November 2, 1995
Web posted at: 7:50 p.m. EST
BOSTON, Massachusetts (CNN) -- The Computer 2000 at Boston's Computer Museum is a place where the kids can get into computing, literally. The size of a two-story house, the walk-through computer makes Lilliputians of us all. The Gulliver-sized keyboard becomes a child's springboard into the computer age, and the circuit boards serve as a gathering place for the technologically inclined.
("It's humongous!" - 43K AIFF sound or 43K WAV sound)
Recently, workmen added some big multimedia upgrades to the "floortop" computer. (No desktop could hold this setup.) The 486 Intel chip was swapped out for a seven-foot-square Pentium processor big enough for kids to get inside for a hands-on feel of a working computer. "Not only is this a model of a computer," said Oliver Strumpel, executive director of the Computer Museum, "but it's a working model of a computer, where you can interact with the different components of it, and really see how it does what it does."

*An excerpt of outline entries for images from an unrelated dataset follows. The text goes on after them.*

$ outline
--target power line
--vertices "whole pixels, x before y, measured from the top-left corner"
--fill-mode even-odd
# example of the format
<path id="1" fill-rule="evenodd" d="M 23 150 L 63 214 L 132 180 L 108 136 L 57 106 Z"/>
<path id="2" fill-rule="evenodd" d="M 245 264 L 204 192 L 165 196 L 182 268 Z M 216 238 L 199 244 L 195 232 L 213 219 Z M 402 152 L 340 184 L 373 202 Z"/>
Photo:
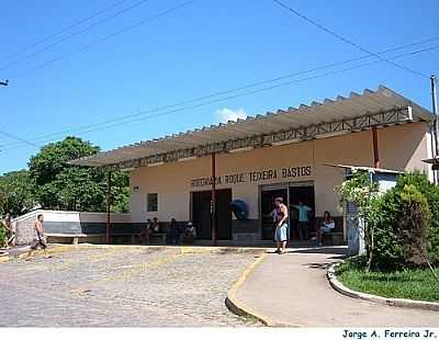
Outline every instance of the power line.
<path id="1" fill-rule="evenodd" d="M 82 34 L 82 33 L 89 31 L 89 30 L 92 29 L 92 27 L 95 27 L 95 26 L 98 26 L 98 25 L 100 25 L 100 24 L 102 24 L 102 23 L 109 21 L 110 19 L 113 19 L 113 18 L 115 18 L 115 16 L 117 16 L 117 15 L 121 15 L 121 14 L 123 14 L 123 13 L 125 13 L 125 12 L 128 12 L 128 11 L 131 11 L 131 10 L 133 10 L 133 9 L 139 7 L 140 4 L 143 4 L 143 3 L 145 3 L 145 2 L 148 2 L 148 1 L 150 1 L 150 0 L 140 0 L 140 1 L 137 1 L 137 2 L 133 3 L 132 5 L 130 5 L 130 7 L 127 7 L 127 8 L 124 8 L 124 9 L 122 9 L 122 10 L 120 10 L 120 11 L 117 11 L 117 12 L 111 14 L 111 15 L 104 16 L 104 18 L 102 18 L 101 20 L 99 20 L 99 21 L 97 21 L 97 22 L 94 22 L 94 23 L 92 23 L 92 24 L 90 24 L 90 25 L 83 27 L 83 29 L 80 30 L 80 31 L 77 31 L 77 32 L 74 32 L 74 33 L 71 33 L 71 34 L 69 34 L 69 35 L 66 35 L 66 36 L 64 36 L 63 38 L 60 38 L 60 39 L 58 39 L 58 41 L 56 41 L 56 42 L 54 42 L 54 43 L 52 43 L 52 44 L 49 44 L 49 45 L 47 45 L 47 46 L 44 46 L 43 48 L 40 48 L 40 49 L 37 49 L 37 50 L 35 50 L 35 52 L 33 52 L 33 53 L 31 53 L 31 54 L 24 56 L 23 58 L 19 58 L 19 59 L 16 59 L 16 60 L 14 60 L 14 61 L 8 64 L 7 66 L 1 67 L 0 70 L 9 69 L 9 68 L 11 68 L 12 66 L 19 64 L 20 61 L 27 60 L 27 59 L 30 59 L 30 58 L 32 58 L 32 57 L 34 57 L 34 56 L 36 56 L 36 55 L 43 53 L 43 52 L 46 52 L 47 49 L 50 49 L 50 48 L 53 48 L 53 47 L 55 47 L 55 46 L 57 46 L 57 45 L 59 45 L 59 44 L 61 44 L 61 43 L 64 43 L 64 42 L 66 42 L 66 41 L 68 41 L 68 39 L 70 39 L 70 38 L 77 36 L 77 35 L 80 35 L 80 34 Z"/>
<path id="2" fill-rule="evenodd" d="M 293 13 L 293 14 L 295 14 L 296 16 L 302 18 L 303 20 L 307 21 L 307 22 L 311 23 L 312 25 L 314 25 L 314 26 L 320 29 L 322 31 L 325 31 L 326 33 L 328 33 L 328 34 L 330 34 L 330 35 L 333 35 L 333 36 L 335 36 L 336 38 L 338 38 L 338 39 L 340 39 L 340 41 L 342 41 L 342 42 L 345 42 L 345 43 L 347 43 L 347 44 L 349 44 L 349 45 L 356 47 L 357 49 L 360 49 L 360 50 L 362 50 L 362 52 L 364 52 L 364 53 L 367 53 L 367 54 L 369 54 L 369 55 L 371 55 L 371 56 L 373 56 L 373 57 L 375 57 L 375 58 L 379 58 L 381 61 L 387 63 L 387 64 L 390 64 L 390 65 L 392 65 L 392 66 L 394 66 L 394 67 L 397 67 L 397 68 L 399 68 L 399 69 L 402 69 L 402 70 L 407 71 L 407 72 L 417 75 L 417 76 L 419 76 L 419 77 L 428 78 L 428 79 L 430 78 L 430 77 L 427 76 L 427 75 L 424 75 L 424 73 L 421 73 L 421 72 L 418 72 L 418 71 L 416 71 L 416 70 L 413 70 L 413 69 L 410 69 L 410 68 L 408 68 L 408 67 L 405 67 L 405 66 L 402 66 L 402 65 L 399 65 L 399 64 L 393 63 L 392 60 L 389 60 L 389 59 L 385 59 L 385 58 L 381 57 L 381 56 L 378 55 L 376 53 L 370 52 L 369 49 L 367 49 L 367 48 L 360 46 L 359 44 L 357 44 L 357 43 L 354 43 L 354 42 L 352 42 L 352 41 L 350 41 L 350 39 L 348 39 L 348 38 L 346 38 L 346 37 L 339 35 L 338 33 L 334 32 L 333 30 L 329 30 L 329 29 L 325 27 L 324 25 L 322 25 L 322 24 L 315 22 L 314 20 L 312 20 L 312 19 L 309 19 L 308 16 L 302 14 L 302 13 L 299 12 L 297 10 L 295 10 L 295 9 L 293 9 L 293 8 L 289 7 L 289 5 L 286 5 L 284 2 L 280 1 L 280 0 L 272 0 L 272 1 L 273 1 L 274 3 L 277 3 L 278 5 L 280 5 L 281 8 L 283 8 L 283 9 L 285 9 L 285 10 L 290 11 L 290 12 Z"/>
<path id="3" fill-rule="evenodd" d="M 85 19 L 81 19 L 81 20 L 79 20 L 79 21 L 72 23 L 71 25 L 69 25 L 69 26 L 67 26 L 67 27 L 61 29 L 61 30 L 58 31 L 58 32 L 55 32 L 54 34 L 50 34 L 50 35 L 48 35 L 48 36 L 46 36 L 46 37 L 44 37 L 44 38 L 42 38 L 42 39 L 40 39 L 40 41 L 37 41 L 37 42 L 35 42 L 35 43 L 29 45 L 29 46 L 26 46 L 26 47 L 23 47 L 23 48 L 21 48 L 21 49 L 18 49 L 18 50 L 11 53 L 10 55 L 5 56 L 4 58 L 0 59 L 0 63 L 3 63 L 4 60 L 9 60 L 9 59 L 11 59 L 12 57 L 14 57 L 14 56 L 16 56 L 16 55 L 19 55 L 19 54 L 22 54 L 23 52 L 30 50 L 30 49 L 32 49 L 32 48 L 34 48 L 34 47 L 41 45 L 41 44 L 44 44 L 45 42 L 47 42 L 47 41 L 54 38 L 55 36 L 58 36 L 58 35 L 60 35 L 60 34 L 63 34 L 63 33 L 65 33 L 65 32 L 71 30 L 71 29 L 75 29 L 75 27 L 81 25 L 82 23 L 85 23 L 85 22 L 87 22 L 87 21 L 89 21 L 89 20 L 91 20 L 91 19 L 93 19 L 93 18 L 95 18 L 95 16 L 99 16 L 100 14 L 102 14 L 102 13 L 104 13 L 104 12 L 106 12 L 106 11 L 110 11 L 111 9 L 113 9 L 113 8 L 117 7 L 117 5 L 120 5 L 120 4 L 123 3 L 123 2 L 126 2 L 126 0 L 117 1 L 117 2 L 115 2 L 115 3 L 113 3 L 113 4 L 111 4 L 111 5 L 109 5 L 109 7 L 104 8 L 104 9 L 102 9 L 102 10 L 100 10 L 100 11 L 98 11 L 98 12 L 95 12 L 95 13 L 93 13 L 93 14 L 87 16 L 87 18 L 85 18 Z"/>
<path id="4" fill-rule="evenodd" d="M 139 25 L 146 24 L 146 23 L 151 22 L 151 21 L 154 21 L 154 20 L 157 20 L 157 19 L 159 19 L 159 18 L 166 16 L 166 15 L 172 13 L 172 12 L 176 12 L 176 11 L 178 11 L 178 10 L 181 10 L 181 9 L 188 7 L 189 4 L 191 4 L 191 3 L 195 2 L 195 1 L 196 1 L 196 0 L 190 0 L 190 1 L 182 2 L 182 3 L 178 4 L 178 5 L 172 7 L 172 8 L 170 8 L 170 9 L 167 9 L 167 10 L 165 10 L 165 11 L 162 11 L 162 12 L 156 14 L 156 15 L 146 18 L 146 19 L 144 19 L 144 20 L 142 20 L 142 21 L 138 21 L 138 22 L 136 22 L 136 23 L 134 23 L 134 24 L 132 24 L 132 25 L 125 26 L 125 27 L 123 27 L 123 29 L 121 29 L 121 30 L 119 30 L 119 31 L 116 31 L 116 32 L 114 32 L 114 33 L 112 33 L 112 34 L 105 35 L 105 36 L 103 36 L 103 37 L 101 37 L 101 38 L 99 38 L 99 39 L 95 39 L 95 41 L 93 41 L 93 42 L 91 42 L 91 43 L 89 43 L 89 44 L 86 44 L 86 45 L 83 45 L 82 47 L 80 47 L 80 48 L 78 48 L 78 49 L 75 49 L 75 50 L 69 52 L 69 53 L 67 53 L 67 54 L 64 54 L 64 55 L 61 55 L 61 56 L 59 56 L 59 57 L 56 57 L 56 58 L 50 59 L 50 60 L 48 60 L 48 61 L 45 61 L 45 63 L 43 63 L 43 64 L 40 64 L 40 65 L 37 65 L 37 66 L 35 66 L 35 67 L 33 67 L 33 68 L 31 68 L 31 69 L 27 69 L 26 71 L 22 72 L 21 75 L 22 75 L 22 76 L 27 75 L 29 72 L 32 72 L 32 71 L 35 71 L 35 70 L 37 70 L 37 69 L 44 68 L 44 67 L 46 67 L 46 66 L 48 66 L 48 65 L 52 65 L 52 64 L 54 64 L 54 63 L 57 63 L 57 61 L 59 61 L 59 60 L 66 59 L 66 58 L 68 58 L 68 57 L 70 57 L 70 56 L 72 56 L 74 54 L 77 54 L 77 53 L 80 53 L 80 52 L 82 52 L 82 50 L 86 50 L 86 49 L 88 49 L 88 48 L 90 48 L 90 47 L 92 47 L 92 46 L 94 46 L 94 45 L 98 45 L 98 44 L 100 44 L 100 43 L 103 43 L 103 42 L 105 42 L 105 41 L 108 41 L 108 39 L 110 39 L 110 38 L 113 38 L 113 37 L 120 35 L 120 34 L 122 34 L 122 33 L 125 33 L 125 32 L 127 32 L 127 31 L 134 30 L 135 27 L 137 27 L 137 26 L 139 26 Z M 16 78 L 16 77 L 15 77 L 15 78 Z"/>
<path id="5" fill-rule="evenodd" d="M 397 47 L 393 47 L 393 48 L 389 48 L 389 49 L 379 52 L 378 54 L 380 54 L 380 55 L 381 54 L 387 54 L 387 53 L 391 53 L 391 52 L 396 52 L 396 50 L 405 49 L 405 48 L 408 48 L 408 47 L 424 45 L 424 44 L 436 42 L 436 41 L 439 41 L 439 36 L 432 37 L 432 38 L 428 38 L 428 39 L 418 41 L 418 42 L 414 42 L 414 43 L 410 43 L 410 44 L 406 44 L 406 45 L 402 45 L 402 46 L 397 46 Z M 337 67 L 337 66 L 342 66 L 342 65 L 350 64 L 350 63 L 353 63 L 353 61 L 360 61 L 362 59 L 367 59 L 367 58 L 370 58 L 370 57 L 371 57 L 370 55 L 364 55 L 364 56 L 360 56 L 360 57 L 356 57 L 356 58 L 346 59 L 346 60 L 342 60 L 342 61 L 336 61 L 336 63 L 327 64 L 327 65 L 324 65 L 324 66 L 318 66 L 318 67 L 311 68 L 311 69 L 307 69 L 307 70 L 296 71 L 296 72 L 279 76 L 279 77 L 275 77 L 275 78 L 270 78 L 270 79 L 266 79 L 266 80 L 261 80 L 261 81 L 257 81 L 257 82 L 252 82 L 252 83 L 247 83 L 247 84 L 244 84 L 244 86 L 240 86 L 240 87 L 236 87 L 236 88 L 232 88 L 232 89 L 228 89 L 228 90 L 214 92 L 214 93 L 211 93 L 211 94 L 207 94 L 207 95 L 196 97 L 196 98 L 189 99 L 189 100 L 183 100 L 183 101 L 180 101 L 180 102 L 177 102 L 177 103 L 154 107 L 154 109 L 150 109 L 150 110 L 147 110 L 147 111 L 140 111 L 140 112 L 137 112 L 137 113 L 123 115 L 123 116 L 114 117 L 114 118 L 111 118 L 111 120 L 97 122 L 97 123 L 93 123 L 93 124 L 81 125 L 81 126 L 77 126 L 77 127 L 74 127 L 74 128 L 65 129 L 65 131 L 61 131 L 61 132 L 58 132 L 58 133 L 45 134 L 45 135 L 35 137 L 33 140 L 40 140 L 42 138 L 47 138 L 47 137 L 53 137 L 53 136 L 59 136 L 59 135 L 64 135 L 64 134 L 75 133 L 75 132 L 78 132 L 78 131 L 82 131 L 85 128 L 87 129 L 87 128 L 94 127 L 94 126 L 102 126 L 102 125 L 114 123 L 114 122 L 121 122 L 121 121 L 124 121 L 124 120 L 127 120 L 127 118 L 145 115 L 146 113 L 168 110 L 168 109 L 172 109 L 172 107 L 176 107 L 176 106 L 181 106 L 181 105 L 199 102 L 199 101 L 202 101 L 202 100 L 212 99 L 212 98 L 215 98 L 215 97 L 218 97 L 218 95 L 224 95 L 224 94 L 228 94 L 228 93 L 233 93 L 233 92 L 237 92 L 237 91 L 251 89 L 251 88 L 255 88 L 255 87 L 258 87 L 258 86 L 277 82 L 277 81 L 280 81 L 280 80 L 283 80 L 283 79 L 293 78 L 293 77 L 296 77 L 296 76 L 300 76 L 300 75 L 311 73 L 311 72 L 315 72 L 315 71 L 319 71 L 319 70 Z"/>
<path id="6" fill-rule="evenodd" d="M 398 58 L 402 58 L 402 57 L 413 56 L 413 55 L 416 55 L 416 54 L 430 52 L 430 50 L 435 50 L 435 49 L 439 49 L 439 46 L 431 46 L 431 47 L 418 49 L 418 50 L 415 50 L 415 52 L 401 54 L 401 55 L 397 55 L 397 56 L 393 56 L 390 59 L 398 59 Z M 349 70 L 353 70 L 353 69 L 365 67 L 365 66 L 375 65 L 375 64 L 379 64 L 379 63 L 383 63 L 383 61 L 382 60 L 374 60 L 374 61 L 363 63 L 363 64 L 360 64 L 360 65 L 350 66 L 350 67 L 347 67 L 347 68 L 344 68 L 344 69 L 339 69 L 339 70 L 335 70 L 335 71 L 327 71 L 327 72 L 324 72 L 324 73 L 320 73 L 320 75 L 317 73 L 317 75 L 313 75 L 313 76 L 309 76 L 309 77 L 306 77 L 306 78 L 301 78 L 301 79 L 296 79 L 296 80 L 292 80 L 292 81 L 288 81 L 288 82 L 282 82 L 282 83 L 273 84 L 273 86 L 270 86 L 270 87 L 264 87 L 264 88 L 261 88 L 261 89 L 247 91 L 247 92 L 244 92 L 244 93 L 228 95 L 228 97 L 215 99 L 215 100 L 207 101 L 207 102 L 202 102 L 202 103 L 194 104 L 194 105 L 178 107 L 178 109 L 166 111 L 166 112 L 161 112 L 161 113 L 158 113 L 158 114 L 151 114 L 151 115 L 147 115 L 147 116 L 143 116 L 143 117 L 136 117 L 136 118 L 133 118 L 133 120 L 130 120 L 130 121 L 117 122 L 115 124 L 111 124 L 111 125 L 106 125 L 106 126 L 98 126 L 95 128 L 89 128 L 89 129 L 86 129 L 86 131 L 81 131 L 80 134 L 88 134 L 88 133 L 91 133 L 91 132 L 103 131 L 103 129 L 108 129 L 108 128 L 112 128 L 112 127 L 120 127 L 121 125 L 124 125 L 124 124 L 130 124 L 130 123 L 135 123 L 135 122 L 139 122 L 139 121 L 156 118 L 156 117 L 159 117 L 159 116 L 169 115 L 169 114 L 181 112 L 181 111 L 198 109 L 198 107 L 201 107 L 201 106 L 214 104 L 214 103 L 217 103 L 217 102 L 223 102 L 223 101 L 230 100 L 230 99 L 236 99 L 236 98 L 240 98 L 240 97 L 247 97 L 247 95 L 256 94 L 256 93 L 259 93 L 259 92 L 273 90 L 273 89 L 277 89 L 277 88 L 291 86 L 293 83 L 301 83 L 301 82 L 313 80 L 313 79 L 318 79 L 318 78 L 324 78 L 324 77 L 329 77 L 329 76 L 342 73 L 342 72 L 346 72 L 346 71 L 349 71 Z M 154 111 L 157 111 L 157 110 L 153 109 L 153 110 L 145 111 L 144 113 L 151 113 Z M 97 124 L 94 124 L 94 125 L 97 125 Z M 47 139 L 47 140 L 42 141 L 42 143 L 48 143 L 48 141 L 52 141 L 52 139 Z M 4 150 L 11 150 L 11 149 L 14 149 L 14 148 L 16 148 L 16 147 L 10 147 L 10 148 L 4 149 Z"/>
<path id="7" fill-rule="evenodd" d="M 4 132 L 4 131 L 0 131 L 0 134 L 2 134 L 2 135 L 4 135 L 4 136 L 8 136 L 8 137 L 10 137 L 10 138 L 20 140 L 21 143 L 27 144 L 27 145 L 30 145 L 30 146 L 40 148 L 40 145 L 37 145 L 37 144 L 35 144 L 35 143 L 33 143 L 33 141 L 31 141 L 31 140 L 21 138 L 21 137 L 19 137 L 19 136 L 12 135 L 12 134 L 10 134 L 10 133 L 7 133 L 7 132 Z"/>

The ceiling-high ethernet board shows how computers send messages to each other. And children can see how e-mail streaks across the Internet to land in their computer. (281K QuickTime movie)
Kids at the museum had good things to say about it. "I like the idea that it wasn't a museum where everything was behind glass. I liked how everything was open. You could touch everything," said one young visitor.
From the oversized circuit boards to the huge turbomouse trackball, virtually all the giant computer's components are real and functioning. In fact, the only stage prop in the entire computer is the keyboard. There just weren't any real keys rugged enough to stand up to being walked upon.